Let’s see, where do I even begin. Oktoberfest in Munich is like a big giant carnival for adults. There are rides. There is food. And as one would expect there is lots and lots of beer. They claim 7 million liters are consumed during the 2 week event. What I didn’t expect? The famed beer “tents” to be not tents at all but giant buildings the size of a rocket ship hangar that seat up to 10,000 people.
The whole town dresses up in Dirndls and Lederhosen (think Heidi garb). Heaven forbid you drink beer without looking the part. Any excuse to wear a costume is a-okay with me, so clearly I had to get in on the action.
Every 20 minutes or so the oompah band in your tent strikes up a tune (the same tune, every 20 minutes) and you are supposed to sing along and drink to the health of everyone at your table. Clearly they just want you to buy more beer. The words are Ein Prosit, ein Prosit Der Gemütlichkeit (and repeat). Ein Prosit means ‘a toast’ and apparently Gemütlichkeit means ‘to cheer and good times.’ I’m not going to lie, I sat through two days of singing this and I never actually learned that word. A google search was necessary upon my return home. No matter!

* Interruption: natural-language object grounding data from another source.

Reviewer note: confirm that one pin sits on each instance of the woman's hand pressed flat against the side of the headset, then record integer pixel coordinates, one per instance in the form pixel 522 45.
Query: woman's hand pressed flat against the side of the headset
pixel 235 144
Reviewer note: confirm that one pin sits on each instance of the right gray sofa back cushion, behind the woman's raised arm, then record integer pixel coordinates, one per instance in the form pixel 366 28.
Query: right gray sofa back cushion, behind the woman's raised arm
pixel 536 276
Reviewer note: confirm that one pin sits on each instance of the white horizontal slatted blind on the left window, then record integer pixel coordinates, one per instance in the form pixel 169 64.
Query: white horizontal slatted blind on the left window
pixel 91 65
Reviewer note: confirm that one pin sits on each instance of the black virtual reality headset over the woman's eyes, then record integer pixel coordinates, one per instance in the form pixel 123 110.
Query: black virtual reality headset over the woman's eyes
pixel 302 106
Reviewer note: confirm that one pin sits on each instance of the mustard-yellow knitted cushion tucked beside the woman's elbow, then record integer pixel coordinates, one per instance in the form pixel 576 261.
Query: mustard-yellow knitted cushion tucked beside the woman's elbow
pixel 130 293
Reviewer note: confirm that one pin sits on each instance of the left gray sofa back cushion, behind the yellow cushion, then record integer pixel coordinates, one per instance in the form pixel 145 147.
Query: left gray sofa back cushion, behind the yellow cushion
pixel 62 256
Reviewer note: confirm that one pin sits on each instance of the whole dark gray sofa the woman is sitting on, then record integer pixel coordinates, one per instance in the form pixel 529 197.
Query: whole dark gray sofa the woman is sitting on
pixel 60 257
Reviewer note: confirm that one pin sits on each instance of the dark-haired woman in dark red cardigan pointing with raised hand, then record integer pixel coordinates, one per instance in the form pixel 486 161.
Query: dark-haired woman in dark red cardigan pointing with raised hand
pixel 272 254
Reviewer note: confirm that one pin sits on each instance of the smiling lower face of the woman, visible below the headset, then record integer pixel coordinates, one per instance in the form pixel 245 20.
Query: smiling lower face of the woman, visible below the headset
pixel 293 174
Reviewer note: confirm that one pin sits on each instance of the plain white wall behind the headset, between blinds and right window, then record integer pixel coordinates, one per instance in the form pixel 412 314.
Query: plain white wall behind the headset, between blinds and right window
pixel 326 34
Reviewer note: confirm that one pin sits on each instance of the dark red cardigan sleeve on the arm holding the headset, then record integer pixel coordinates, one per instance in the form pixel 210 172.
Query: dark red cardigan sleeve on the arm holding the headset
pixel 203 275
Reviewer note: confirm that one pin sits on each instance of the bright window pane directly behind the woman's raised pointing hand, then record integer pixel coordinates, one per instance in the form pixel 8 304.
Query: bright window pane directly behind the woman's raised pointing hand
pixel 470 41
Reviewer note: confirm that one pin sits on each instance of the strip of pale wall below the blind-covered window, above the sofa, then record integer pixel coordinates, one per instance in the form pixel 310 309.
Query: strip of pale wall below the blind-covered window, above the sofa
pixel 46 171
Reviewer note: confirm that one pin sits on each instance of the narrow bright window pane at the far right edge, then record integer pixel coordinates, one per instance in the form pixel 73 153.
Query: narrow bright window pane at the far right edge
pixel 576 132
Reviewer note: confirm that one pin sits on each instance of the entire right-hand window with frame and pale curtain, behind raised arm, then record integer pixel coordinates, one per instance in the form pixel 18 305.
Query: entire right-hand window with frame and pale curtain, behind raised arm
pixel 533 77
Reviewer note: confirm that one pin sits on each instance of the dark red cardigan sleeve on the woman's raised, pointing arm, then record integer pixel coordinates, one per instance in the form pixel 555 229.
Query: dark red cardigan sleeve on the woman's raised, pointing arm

Beer is served exclusively in liter steins. This is a LOT of beer.
It was fabulous to see old friends and meet new ones, and the camaraderie with other Oktoberfesters was beautiful. People make room for you at their tables, strike up conversations, and within minutes you are toasting each other like long lost siblings. We met 16 year olds from Munich, 60 year olds from Frankfurt, businessmen from Gujarat, a whole gaggle of (very cute) American boys from New Orleans, and lots of people in between.
Verdict? Something to see, tons of fun, but I don’t think I can handle that much beer in one weekend ever again. It might be several years before I muster up the courage to try this again. I’ll just have to gaze longingly at the Dirndl in my closet, which I fully intend to wear as my Halloween costume for the next 10 years.